Auriga managed a vague smile. "Glad to hear I'm not odd-looking."

"This is dumb anyway, we shouldn't have even mentioned it," Cassie went on, reaching for the book, giving Leo a stern look.

"I'll take that back to the library," Auriga said quickly, putting the old yearbook in her bag.

"Anyway, enough about silly old books, I wanted your help on my transfiguration essay," Cassie said firmly, and Auriga was relieved to pull out her homework and change the subject.

* * *

"Done!" Cassie put the last period on her homework with a florish, and slammed her book shut thankfully. "I'm going up to bed. You coming Auriga?" 

Under their table, she felt Leo step on her foot, hard. She winced slightly and gave him a dirty look. "I'll be up in a few, I just want to finish these questions for charms. I need all the extra points I can get in there."

"Okay," she headed up the stairs, and Auriga turned to glare at Leo.

"You practically broke my toe."

"Sorry, but I wanted to talk to you alone," he said, glancing around the common room. It was mostly empty aside from a few older students studying late.

"What?"

"Well, look…I don't want to make you mad, or freak you out, but I was thinking about that picture, and…Auriga, how much do you know about the war with Voldemort?"

She shrugged. "Not very much.
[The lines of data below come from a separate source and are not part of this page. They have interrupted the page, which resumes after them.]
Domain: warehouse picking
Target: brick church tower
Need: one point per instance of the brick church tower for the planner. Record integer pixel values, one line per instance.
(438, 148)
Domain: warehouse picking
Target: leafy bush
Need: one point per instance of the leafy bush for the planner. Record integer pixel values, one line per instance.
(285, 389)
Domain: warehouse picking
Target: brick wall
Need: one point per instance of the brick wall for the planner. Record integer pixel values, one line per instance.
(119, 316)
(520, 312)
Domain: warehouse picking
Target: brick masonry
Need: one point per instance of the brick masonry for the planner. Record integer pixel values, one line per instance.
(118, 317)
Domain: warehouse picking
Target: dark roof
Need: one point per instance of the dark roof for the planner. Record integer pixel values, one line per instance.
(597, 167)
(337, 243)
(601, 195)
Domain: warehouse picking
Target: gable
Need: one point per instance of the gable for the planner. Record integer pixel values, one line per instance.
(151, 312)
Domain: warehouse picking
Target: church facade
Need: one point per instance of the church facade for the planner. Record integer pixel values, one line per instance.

It was mostly over by the time we were born, and my Dad doesn't really talk about it. There wasn't any real violence around where my parents lived anyway, it's so out of the way."

"Right. Well…" he bit his lip and looked past her into the fire for a moment. "My parents were living in London, and they talk a fair amount about it. About You-Know-Who and stuff. And well…" he trailed off again.

"Just spit it out Leo," she said impatiently.

"That woman, Bellatrix Black…well, her married name was Lestrange. She was one of his supporters, You-Know-Who's I mean. She's….she's bad Auriga. I mean like killing people kind of bad. She's serving a life sentence in Azkaban."

* * *

Narcissa was irritated that it hadn't occurred to her sooner. She sat up in bed one night with a startling thought, and then it all fell into place. It was so obvious, it was exactly the sort of thing she would do, blood-traitor that she was. 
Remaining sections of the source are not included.